There's been quite a bit of voiceover narration up to this point. It comes from Clay Hammond (Dennis Quaid), a famous novelist who's giving a reading of his new book, which is called The Words. This is the story of a young would-be writer named Rory Jansen. On a honeymoon trip to Paris, he comes across an old briefcase in a junk shop. His new bride, Dora, buys it for him. Back in Brooklyn, where they're leading a scuffling existence ("We don't have any money," Dora points out), Rory discovers an old manuscript tucked away in the briefcase. This is the book that was finally tapped out by the Young Man, whose café-waitress lover lost it on a train all those decades ago. Rory reads the manuscript, realizes it's brilliant, and proceeds to type it into his laptop, word for word. "He just wanted to feel the words pass through his fingers," Clay says, still narrating for us. Ethically torn—although not too torn—Rory takes the new manuscript to an editor at a publishing house, passing it off as his own. The editor, too, realizes the book's brilliance, and publishes it, to instant acclaim.
We've already seen that Rory is being shadowed around New York by a character called the OId Man (wrinkly Jeremy Irons), who of course is the Young Man grown…well, old. He knows that Rory's best-seller is actually his work. Is he angry? Yes. Well, sort of. Confronting Rory in a park, he tells the younger man, "You can't make this right. Things are just things." Whatever, I guess.
Given how much story the movie is already saddled with, it was unwise to cram in a subplot about a grad-student lit groupie (Olivia Wilde) who's zeroing in on Clay. Under her questioning over a glass of wine, we see that the veteran writer is obscurely troubled about something. Is he a plagiarist, too? "We all make choices in life," he says, unhelpfully. "The hard thing is to live with them." (Even harder are the fleeting snippets of prose from the various books to which we're treated—great writing can't be faked.)

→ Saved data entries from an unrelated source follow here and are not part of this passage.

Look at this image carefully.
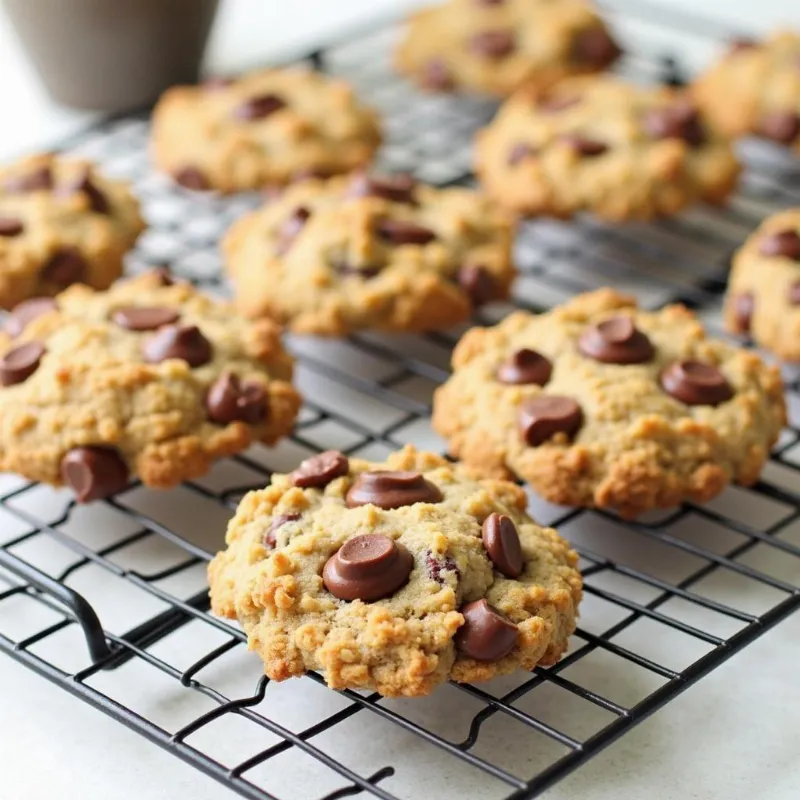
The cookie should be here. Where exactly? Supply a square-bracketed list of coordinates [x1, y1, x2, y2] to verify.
[474, 75, 740, 221]
[724, 209, 800, 362]
[432, 290, 786, 518]
[222, 173, 515, 335]
[0, 270, 301, 501]
[151, 68, 381, 193]
[208, 445, 582, 697]
[0, 153, 144, 310]
[396, 0, 621, 97]
[692, 31, 800, 151]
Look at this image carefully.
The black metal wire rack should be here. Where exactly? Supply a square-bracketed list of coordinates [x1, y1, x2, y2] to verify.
[1, 1, 800, 798]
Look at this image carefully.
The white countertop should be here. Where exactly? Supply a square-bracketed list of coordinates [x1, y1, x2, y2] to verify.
[1, 2, 800, 800]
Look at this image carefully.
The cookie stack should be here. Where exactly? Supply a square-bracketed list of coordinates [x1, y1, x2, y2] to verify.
[0, 2, 796, 697]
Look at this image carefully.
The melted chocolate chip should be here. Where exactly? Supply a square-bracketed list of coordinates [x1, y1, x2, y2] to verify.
[3, 165, 52, 193]
[111, 306, 180, 331]
[508, 142, 537, 166]
[758, 111, 800, 145]
[732, 292, 754, 332]
[496, 348, 552, 386]
[60, 446, 129, 503]
[41, 247, 86, 287]
[234, 93, 286, 121]
[482, 513, 523, 578]
[561, 134, 608, 157]
[323, 534, 414, 602]
[458, 265, 496, 306]
[56, 169, 109, 214]
[660, 360, 733, 406]
[470, 29, 515, 59]
[454, 599, 517, 661]
[277, 206, 311, 254]
[290, 450, 349, 489]
[642, 102, 705, 147]
[265, 512, 301, 549]
[4, 297, 57, 338]
[348, 173, 417, 204]
[538, 94, 581, 113]
[142, 324, 212, 367]
[425, 552, 459, 584]
[152, 266, 178, 286]
[346, 471, 443, 510]
[0, 341, 46, 386]
[0, 217, 24, 237]
[206, 373, 268, 425]
[759, 229, 800, 260]
[335, 262, 382, 279]
[578, 316, 655, 364]
[423, 59, 455, 91]
[789, 281, 800, 306]
[571, 27, 622, 68]
[376, 218, 436, 245]
[174, 167, 210, 191]
[518, 396, 583, 446]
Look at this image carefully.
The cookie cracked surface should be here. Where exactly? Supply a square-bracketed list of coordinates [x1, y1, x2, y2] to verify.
[475, 75, 740, 221]
[396, 0, 621, 97]
[0, 153, 144, 309]
[432, 290, 786, 518]
[151, 68, 381, 193]
[223, 173, 515, 335]
[208, 446, 581, 697]
[0, 270, 301, 500]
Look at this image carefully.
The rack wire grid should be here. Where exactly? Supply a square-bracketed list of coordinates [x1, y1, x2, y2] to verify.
[1, 1, 800, 799]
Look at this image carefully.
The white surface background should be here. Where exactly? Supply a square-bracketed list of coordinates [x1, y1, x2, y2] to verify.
[1, 2, 800, 800]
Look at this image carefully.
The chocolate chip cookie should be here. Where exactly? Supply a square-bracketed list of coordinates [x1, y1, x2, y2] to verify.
[475, 75, 740, 221]
[208, 445, 582, 697]
[0, 270, 300, 501]
[432, 289, 785, 518]
[725, 209, 800, 362]
[0, 153, 144, 310]
[222, 173, 515, 335]
[151, 68, 381, 193]
[396, 0, 621, 97]
[692, 31, 800, 151]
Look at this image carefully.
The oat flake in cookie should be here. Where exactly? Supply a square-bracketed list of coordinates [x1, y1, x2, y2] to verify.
[208, 446, 582, 697]
[433, 289, 786, 518]
[0, 270, 301, 501]
[475, 75, 740, 221]
[0, 153, 144, 309]
[222, 173, 515, 335]
[151, 68, 381, 193]
[396, 0, 621, 97]
[724, 208, 800, 362]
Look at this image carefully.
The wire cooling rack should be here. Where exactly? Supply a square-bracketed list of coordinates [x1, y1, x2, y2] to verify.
[1, 2, 800, 798]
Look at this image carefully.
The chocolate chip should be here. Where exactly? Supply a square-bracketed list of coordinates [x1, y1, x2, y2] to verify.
[454, 599, 517, 661]
[265, 512, 301, 549]
[346, 470, 443, 510]
[335, 262, 382, 279]
[496, 348, 552, 386]
[507, 143, 536, 166]
[758, 111, 800, 145]
[423, 59, 455, 91]
[348, 173, 417, 204]
[561, 134, 608, 157]
[323, 533, 414, 602]
[206, 373, 268, 425]
[642, 102, 705, 147]
[41, 247, 86, 287]
[292, 167, 336, 183]
[234, 93, 286, 121]
[538, 95, 581, 113]
[425, 552, 459, 584]
[571, 27, 622, 68]
[458, 265, 496, 306]
[376, 218, 436, 245]
[660, 360, 733, 406]
[174, 167, 210, 191]
[0, 341, 46, 386]
[277, 206, 311, 254]
[152, 266, 177, 286]
[60, 446, 129, 503]
[482, 513, 523, 578]
[0, 217, 24, 237]
[56, 169, 109, 214]
[4, 297, 57, 338]
[142, 324, 212, 367]
[475, 0, 505, 4]
[470, 29, 515, 59]
[111, 306, 180, 331]
[3, 165, 52, 193]
[759, 229, 800, 259]
[789, 281, 800, 306]
[729, 38, 757, 54]
[578, 316, 655, 364]
[732, 292, 754, 332]
[290, 450, 349, 489]
[203, 76, 234, 90]
[518, 396, 583, 446]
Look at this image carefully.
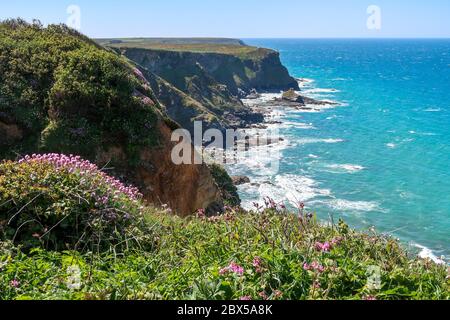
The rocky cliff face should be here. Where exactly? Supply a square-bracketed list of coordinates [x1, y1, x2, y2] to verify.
[0, 20, 223, 216]
[110, 45, 296, 133]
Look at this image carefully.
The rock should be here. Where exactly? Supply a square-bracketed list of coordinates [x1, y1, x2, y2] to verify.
[232, 176, 251, 185]
[245, 89, 261, 99]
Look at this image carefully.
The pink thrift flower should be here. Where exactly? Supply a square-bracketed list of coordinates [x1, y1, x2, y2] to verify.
[259, 292, 268, 300]
[10, 279, 20, 288]
[239, 296, 252, 301]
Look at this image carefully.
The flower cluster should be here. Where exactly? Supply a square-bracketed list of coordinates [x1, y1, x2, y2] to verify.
[252, 257, 264, 274]
[303, 261, 325, 273]
[315, 237, 343, 252]
[18, 154, 142, 201]
[10, 279, 20, 288]
[219, 262, 244, 276]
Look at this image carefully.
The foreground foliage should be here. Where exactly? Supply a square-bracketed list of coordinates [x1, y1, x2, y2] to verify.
[0, 154, 448, 300]
[1, 206, 448, 300]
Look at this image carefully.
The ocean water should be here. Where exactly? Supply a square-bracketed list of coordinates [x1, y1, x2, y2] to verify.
[234, 39, 450, 261]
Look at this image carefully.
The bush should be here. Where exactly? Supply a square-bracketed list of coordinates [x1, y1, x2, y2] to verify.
[0, 154, 154, 252]
[0, 19, 160, 161]
[208, 163, 241, 207]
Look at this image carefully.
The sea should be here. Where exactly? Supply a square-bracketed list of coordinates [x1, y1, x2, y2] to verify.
[229, 39, 450, 263]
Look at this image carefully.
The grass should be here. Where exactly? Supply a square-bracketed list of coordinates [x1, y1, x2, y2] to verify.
[1, 155, 448, 300]
[98, 38, 274, 60]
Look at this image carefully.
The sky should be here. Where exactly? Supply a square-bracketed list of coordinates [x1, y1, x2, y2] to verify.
[1, 0, 449, 38]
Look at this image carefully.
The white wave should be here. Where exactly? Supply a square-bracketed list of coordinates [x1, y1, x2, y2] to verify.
[413, 244, 446, 265]
[279, 121, 316, 130]
[297, 138, 345, 145]
[409, 130, 437, 136]
[303, 88, 340, 94]
[240, 174, 331, 211]
[325, 199, 382, 212]
[386, 143, 397, 149]
[326, 164, 366, 173]
[424, 108, 441, 112]
[308, 154, 320, 159]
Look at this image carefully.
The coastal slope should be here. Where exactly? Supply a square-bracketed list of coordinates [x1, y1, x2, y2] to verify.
[99, 38, 298, 133]
[0, 20, 226, 215]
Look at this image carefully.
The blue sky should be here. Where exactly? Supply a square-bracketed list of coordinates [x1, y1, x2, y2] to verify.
[1, 0, 449, 38]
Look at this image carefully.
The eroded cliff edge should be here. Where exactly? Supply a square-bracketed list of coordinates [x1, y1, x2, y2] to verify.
[100, 39, 299, 133]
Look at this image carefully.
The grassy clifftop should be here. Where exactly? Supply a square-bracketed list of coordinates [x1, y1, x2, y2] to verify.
[98, 38, 272, 60]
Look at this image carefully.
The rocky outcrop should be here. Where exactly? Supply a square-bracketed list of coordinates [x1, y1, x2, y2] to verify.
[231, 176, 251, 186]
[280, 89, 339, 107]
[108, 44, 298, 134]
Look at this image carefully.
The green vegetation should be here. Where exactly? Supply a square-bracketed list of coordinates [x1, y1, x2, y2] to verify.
[1, 156, 448, 300]
[97, 38, 271, 60]
[0, 19, 161, 161]
[208, 164, 241, 207]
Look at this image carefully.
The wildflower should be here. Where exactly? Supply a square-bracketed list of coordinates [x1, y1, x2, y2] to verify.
[315, 241, 332, 252]
[312, 280, 321, 289]
[309, 261, 325, 273]
[253, 257, 262, 268]
[331, 237, 343, 246]
[219, 262, 244, 276]
[363, 295, 377, 301]
[10, 279, 20, 288]
[259, 291, 268, 300]
[253, 257, 263, 273]
[229, 262, 244, 275]
[303, 263, 311, 271]
[273, 290, 283, 299]
[239, 296, 252, 301]
[197, 208, 206, 218]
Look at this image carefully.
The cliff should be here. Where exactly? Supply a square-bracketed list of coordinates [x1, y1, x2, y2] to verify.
[0, 20, 224, 215]
[99, 39, 298, 133]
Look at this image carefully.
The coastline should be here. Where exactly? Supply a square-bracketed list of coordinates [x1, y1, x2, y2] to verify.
[226, 77, 447, 265]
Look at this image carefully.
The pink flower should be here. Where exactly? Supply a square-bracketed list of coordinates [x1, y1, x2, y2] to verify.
[229, 262, 244, 275]
[363, 295, 377, 301]
[315, 241, 332, 252]
[10, 279, 20, 288]
[219, 262, 245, 276]
[253, 257, 262, 268]
[259, 292, 268, 300]
[308, 261, 325, 273]
[240, 296, 252, 301]
[313, 280, 321, 289]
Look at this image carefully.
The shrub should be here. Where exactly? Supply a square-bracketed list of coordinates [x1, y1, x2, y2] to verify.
[0, 154, 153, 252]
[208, 163, 241, 207]
[0, 19, 160, 161]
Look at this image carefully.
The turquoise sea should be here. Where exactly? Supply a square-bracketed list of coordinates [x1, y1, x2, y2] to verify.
[235, 39, 450, 261]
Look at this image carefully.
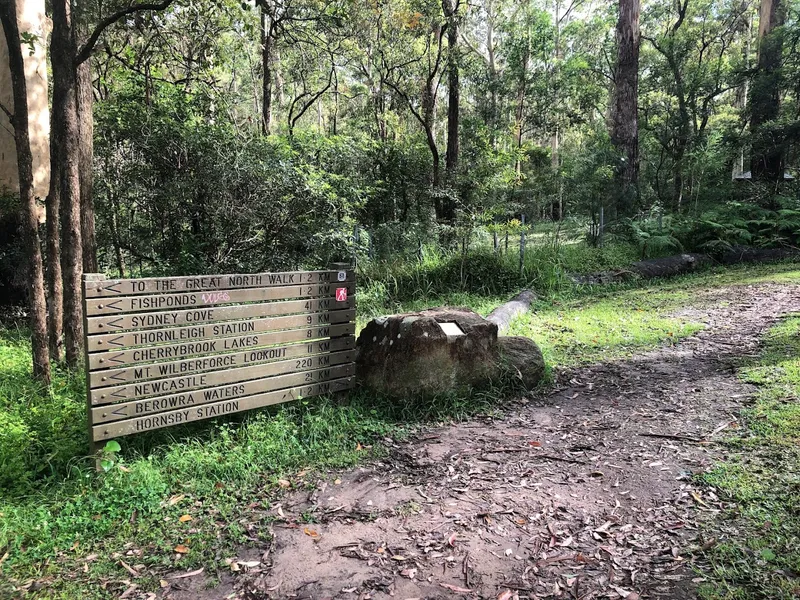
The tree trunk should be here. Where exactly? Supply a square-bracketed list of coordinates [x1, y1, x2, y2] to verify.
[514, 83, 526, 176]
[443, 0, 460, 197]
[261, 7, 273, 135]
[77, 59, 97, 272]
[610, 0, 640, 217]
[750, 0, 785, 181]
[110, 192, 126, 278]
[551, 1, 562, 220]
[421, 62, 441, 194]
[46, 99, 64, 363]
[486, 0, 498, 143]
[1, 2, 51, 384]
[51, 0, 84, 368]
[513, 45, 529, 177]
[732, 4, 752, 178]
[426, 124, 441, 190]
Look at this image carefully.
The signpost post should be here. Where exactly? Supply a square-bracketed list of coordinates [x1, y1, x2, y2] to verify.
[82, 265, 356, 455]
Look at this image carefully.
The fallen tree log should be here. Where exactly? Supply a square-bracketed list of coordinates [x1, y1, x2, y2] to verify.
[486, 289, 536, 334]
[571, 247, 800, 285]
[718, 245, 800, 265]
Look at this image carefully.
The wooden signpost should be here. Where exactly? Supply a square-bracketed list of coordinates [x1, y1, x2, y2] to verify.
[83, 265, 356, 452]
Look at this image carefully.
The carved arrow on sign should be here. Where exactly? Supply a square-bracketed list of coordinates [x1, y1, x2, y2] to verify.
[107, 336, 125, 347]
[110, 371, 127, 382]
[107, 318, 124, 329]
[111, 406, 127, 418]
[108, 353, 125, 365]
[103, 283, 122, 294]
[105, 300, 123, 311]
[111, 389, 127, 400]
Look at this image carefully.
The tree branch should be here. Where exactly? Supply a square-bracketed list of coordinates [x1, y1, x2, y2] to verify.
[0, 100, 12, 121]
[76, 0, 177, 65]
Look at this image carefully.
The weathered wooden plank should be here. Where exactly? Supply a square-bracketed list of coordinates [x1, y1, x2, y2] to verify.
[86, 309, 355, 353]
[91, 349, 354, 405]
[93, 376, 356, 440]
[91, 363, 355, 424]
[88, 322, 355, 370]
[85, 281, 352, 316]
[84, 270, 353, 298]
[90, 336, 354, 388]
[86, 294, 355, 335]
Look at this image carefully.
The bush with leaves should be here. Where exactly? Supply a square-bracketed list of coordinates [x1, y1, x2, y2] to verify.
[673, 195, 800, 254]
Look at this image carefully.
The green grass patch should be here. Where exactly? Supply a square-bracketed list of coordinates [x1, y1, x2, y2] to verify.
[507, 285, 704, 365]
[698, 316, 800, 600]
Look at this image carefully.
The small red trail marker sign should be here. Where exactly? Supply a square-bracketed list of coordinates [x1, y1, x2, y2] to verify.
[83, 265, 355, 451]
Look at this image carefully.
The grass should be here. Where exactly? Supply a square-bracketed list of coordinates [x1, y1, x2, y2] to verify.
[698, 315, 800, 599]
[508, 261, 800, 366]
[1, 255, 800, 597]
[507, 285, 703, 366]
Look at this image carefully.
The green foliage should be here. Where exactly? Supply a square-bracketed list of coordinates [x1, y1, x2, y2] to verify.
[0, 411, 32, 491]
[507, 279, 704, 365]
[0, 328, 86, 486]
[357, 241, 642, 316]
[672, 197, 800, 253]
[629, 218, 684, 258]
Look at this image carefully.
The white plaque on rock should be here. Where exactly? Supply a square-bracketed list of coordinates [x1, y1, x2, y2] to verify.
[438, 322, 465, 337]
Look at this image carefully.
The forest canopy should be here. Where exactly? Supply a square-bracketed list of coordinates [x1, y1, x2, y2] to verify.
[84, 0, 800, 270]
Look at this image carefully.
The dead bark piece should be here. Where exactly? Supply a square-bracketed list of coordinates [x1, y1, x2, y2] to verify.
[487, 290, 536, 334]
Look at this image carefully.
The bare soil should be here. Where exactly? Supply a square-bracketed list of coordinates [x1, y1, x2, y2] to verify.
[166, 282, 800, 600]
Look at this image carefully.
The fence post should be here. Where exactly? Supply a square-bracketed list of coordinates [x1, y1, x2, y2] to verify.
[519, 214, 526, 276]
[352, 224, 360, 268]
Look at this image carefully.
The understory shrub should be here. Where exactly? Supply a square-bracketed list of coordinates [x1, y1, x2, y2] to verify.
[673, 196, 800, 253]
[0, 411, 32, 491]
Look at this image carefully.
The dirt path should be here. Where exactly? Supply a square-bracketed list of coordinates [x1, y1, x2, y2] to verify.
[174, 282, 800, 600]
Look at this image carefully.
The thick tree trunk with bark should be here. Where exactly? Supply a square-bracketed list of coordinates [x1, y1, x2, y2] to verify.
[46, 98, 64, 362]
[732, 4, 752, 178]
[1, 2, 51, 383]
[443, 0, 460, 201]
[78, 60, 97, 272]
[610, 0, 640, 218]
[750, 0, 785, 181]
[51, 0, 84, 368]
[421, 67, 441, 193]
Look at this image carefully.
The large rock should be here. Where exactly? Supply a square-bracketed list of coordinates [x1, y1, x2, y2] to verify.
[356, 308, 499, 397]
[498, 336, 545, 390]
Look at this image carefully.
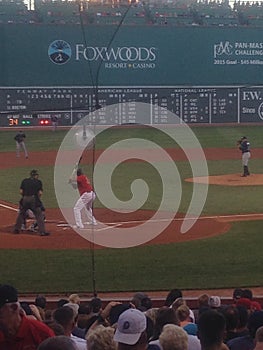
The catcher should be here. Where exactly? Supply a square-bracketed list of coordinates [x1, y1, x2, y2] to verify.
[19, 199, 46, 232]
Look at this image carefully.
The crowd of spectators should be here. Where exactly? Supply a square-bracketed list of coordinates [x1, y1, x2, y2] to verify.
[1, 0, 263, 26]
[1, 284, 263, 349]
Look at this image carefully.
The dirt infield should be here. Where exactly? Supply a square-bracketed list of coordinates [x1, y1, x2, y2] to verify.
[186, 173, 263, 186]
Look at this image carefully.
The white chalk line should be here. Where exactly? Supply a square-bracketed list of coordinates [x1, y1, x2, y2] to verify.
[1, 203, 263, 230]
[0, 203, 17, 211]
[53, 213, 263, 230]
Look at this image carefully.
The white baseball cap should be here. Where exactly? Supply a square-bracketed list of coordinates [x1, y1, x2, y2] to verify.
[114, 308, 146, 345]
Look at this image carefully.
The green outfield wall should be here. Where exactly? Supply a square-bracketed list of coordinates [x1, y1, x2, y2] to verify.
[1, 24, 263, 86]
[1, 24, 263, 125]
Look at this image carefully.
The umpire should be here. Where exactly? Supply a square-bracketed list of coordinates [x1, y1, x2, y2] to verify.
[13, 169, 50, 236]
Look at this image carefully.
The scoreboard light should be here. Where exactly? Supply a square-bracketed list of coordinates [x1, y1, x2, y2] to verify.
[21, 120, 31, 125]
[40, 119, 50, 125]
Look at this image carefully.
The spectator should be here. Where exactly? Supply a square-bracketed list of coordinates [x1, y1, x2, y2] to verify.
[90, 297, 102, 316]
[233, 289, 243, 305]
[249, 311, 263, 337]
[109, 303, 131, 326]
[140, 297, 153, 312]
[151, 307, 178, 342]
[197, 309, 228, 350]
[164, 289, 183, 307]
[252, 301, 262, 312]
[63, 302, 86, 339]
[221, 305, 239, 342]
[113, 308, 148, 350]
[35, 295, 47, 310]
[44, 308, 53, 321]
[77, 303, 91, 329]
[242, 289, 253, 300]
[52, 306, 87, 350]
[159, 324, 188, 350]
[0, 284, 54, 349]
[172, 298, 186, 312]
[235, 305, 249, 337]
[85, 315, 100, 334]
[149, 307, 201, 350]
[172, 299, 195, 325]
[193, 294, 210, 323]
[64, 302, 79, 316]
[236, 298, 252, 312]
[131, 292, 149, 309]
[209, 296, 221, 309]
[146, 315, 155, 342]
[227, 310, 263, 350]
[255, 326, 263, 350]
[35, 295, 47, 320]
[57, 298, 69, 308]
[31, 304, 45, 321]
[86, 325, 117, 350]
[176, 304, 198, 336]
[84, 301, 125, 334]
[69, 293, 81, 305]
[38, 335, 77, 350]
[20, 301, 35, 318]
[44, 321, 65, 336]
[145, 308, 160, 327]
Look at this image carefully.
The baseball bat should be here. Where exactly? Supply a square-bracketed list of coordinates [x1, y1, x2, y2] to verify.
[69, 156, 83, 183]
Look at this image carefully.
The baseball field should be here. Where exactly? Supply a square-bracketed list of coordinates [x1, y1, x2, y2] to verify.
[0, 124, 263, 295]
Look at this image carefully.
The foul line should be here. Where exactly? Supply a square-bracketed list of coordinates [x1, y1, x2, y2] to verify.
[1, 203, 263, 227]
[0, 203, 17, 212]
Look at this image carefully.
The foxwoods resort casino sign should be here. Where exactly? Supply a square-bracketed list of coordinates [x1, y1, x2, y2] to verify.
[48, 40, 157, 70]
[213, 41, 263, 65]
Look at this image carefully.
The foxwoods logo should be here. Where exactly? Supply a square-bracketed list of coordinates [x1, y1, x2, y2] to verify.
[48, 40, 157, 68]
[214, 41, 233, 58]
[75, 45, 156, 62]
[48, 40, 72, 65]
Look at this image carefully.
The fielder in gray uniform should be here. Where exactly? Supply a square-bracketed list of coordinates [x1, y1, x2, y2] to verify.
[238, 136, 251, 177]
[14, 130, 28, 158]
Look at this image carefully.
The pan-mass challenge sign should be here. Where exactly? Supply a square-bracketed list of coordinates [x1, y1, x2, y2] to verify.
[48, 40, 157, 69]
[213, 41, 263, 65]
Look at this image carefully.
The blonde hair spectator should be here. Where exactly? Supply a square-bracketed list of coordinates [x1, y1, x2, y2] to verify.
[69, 294, 81, 305]
[176, 304, 190, 322]
[86, 325, 117, 350]
[159, 324, 188, 350]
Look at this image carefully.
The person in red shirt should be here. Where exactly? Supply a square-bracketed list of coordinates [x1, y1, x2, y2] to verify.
[0, 284, 54, 350]
[72, 168, 97, 229]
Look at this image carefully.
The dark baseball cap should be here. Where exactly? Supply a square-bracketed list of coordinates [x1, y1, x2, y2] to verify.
[30, 169, 39, 176]
[0, 284, 18, 308]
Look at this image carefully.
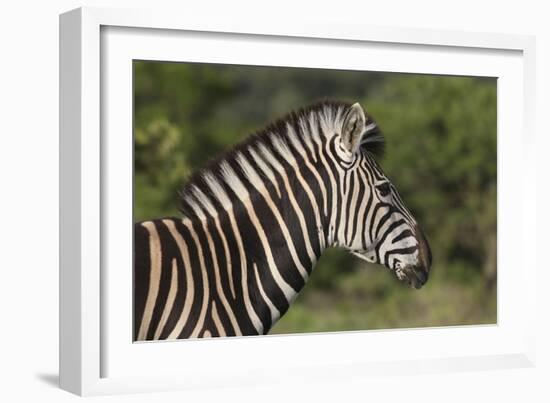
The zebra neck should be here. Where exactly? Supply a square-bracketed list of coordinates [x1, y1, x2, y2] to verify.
[176, 105, 350, 333]
[226, 179, 325, 330]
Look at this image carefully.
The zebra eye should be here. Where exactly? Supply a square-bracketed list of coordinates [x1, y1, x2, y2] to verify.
[376, 182, 391, 197]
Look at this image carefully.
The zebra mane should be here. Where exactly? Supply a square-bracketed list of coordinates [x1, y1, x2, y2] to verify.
[178, 100, 384, 220]
[360, 118, 385, 157]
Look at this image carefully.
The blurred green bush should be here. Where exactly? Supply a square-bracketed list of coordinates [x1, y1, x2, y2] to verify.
[134, 61, 497, 333]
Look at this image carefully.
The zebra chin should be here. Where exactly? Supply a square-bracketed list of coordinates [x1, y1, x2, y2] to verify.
[394, 264, 429, 289]
[351, 249, 431, 289]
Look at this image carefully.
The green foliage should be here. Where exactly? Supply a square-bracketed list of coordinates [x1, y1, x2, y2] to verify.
[134, 61, 497, 334]
[271, 264, 496, 334]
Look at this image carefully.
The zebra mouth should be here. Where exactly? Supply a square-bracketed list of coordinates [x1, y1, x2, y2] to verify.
[395, 263, 427, 289]
[352, 252, 428, 289]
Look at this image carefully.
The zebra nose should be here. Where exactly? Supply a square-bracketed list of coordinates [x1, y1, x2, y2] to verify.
[402, 264, 428, 289]
[414, 266, 428, 286]
[414, 225, 432, 273]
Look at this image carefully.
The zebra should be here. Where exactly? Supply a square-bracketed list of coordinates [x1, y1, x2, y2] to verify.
[134, 100, 432, 341]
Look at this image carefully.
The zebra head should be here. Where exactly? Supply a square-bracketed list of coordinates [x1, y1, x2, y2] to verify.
[334, 103, 432, 289]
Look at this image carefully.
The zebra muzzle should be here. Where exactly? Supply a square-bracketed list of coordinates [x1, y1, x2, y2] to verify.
[397, 265, 429, 289]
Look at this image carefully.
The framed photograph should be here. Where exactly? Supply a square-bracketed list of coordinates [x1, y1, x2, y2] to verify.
[59, 6, 537, 396]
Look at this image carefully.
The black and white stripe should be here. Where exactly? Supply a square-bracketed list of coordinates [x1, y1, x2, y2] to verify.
[134, 100, 432, 341]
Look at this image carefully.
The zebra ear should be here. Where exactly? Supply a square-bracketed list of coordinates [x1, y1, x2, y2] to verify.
[341, 103, 366, 153]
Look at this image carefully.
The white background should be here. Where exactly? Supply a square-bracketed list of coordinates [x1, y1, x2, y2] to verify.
[1, 0, 548, 402]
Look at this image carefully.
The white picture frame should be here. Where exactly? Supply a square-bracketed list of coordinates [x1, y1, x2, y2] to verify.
[59, 6, 537, 396]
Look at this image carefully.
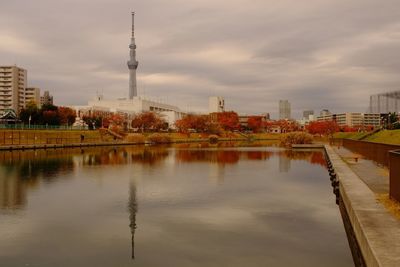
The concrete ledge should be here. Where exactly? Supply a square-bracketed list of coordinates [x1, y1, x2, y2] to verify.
[292, 144, 324, 149]
[325, 145, 400, 267]
[0, 142, 140, 151]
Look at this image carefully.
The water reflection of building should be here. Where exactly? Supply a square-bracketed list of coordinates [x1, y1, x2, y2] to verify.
[0, 151, 75, 210]
[0, 168, 26, 209]
[75, 147, 169, 167]
[279, 155, 291, 173]
[208, 162, 225, 185]
[128, 182, 138, 259]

Writer-directors Brian Klugman and Lee Sternthal achieve some nice pictorial effects of the burnished-glow variety, but the actors are adrift in the woozy story. Jeremy Irons brings some subtle emotional details to the wronged geezer, but Dennis Quaid, hobbled by a character who's never clarified, is reduced to free-floating craggy torment. And Bradley Cooper, playing a man who may or may not exist in this sappy narrative, is wasted. As the movie drifts along, we're never sure where it's going; all we know at the end is that it never got there.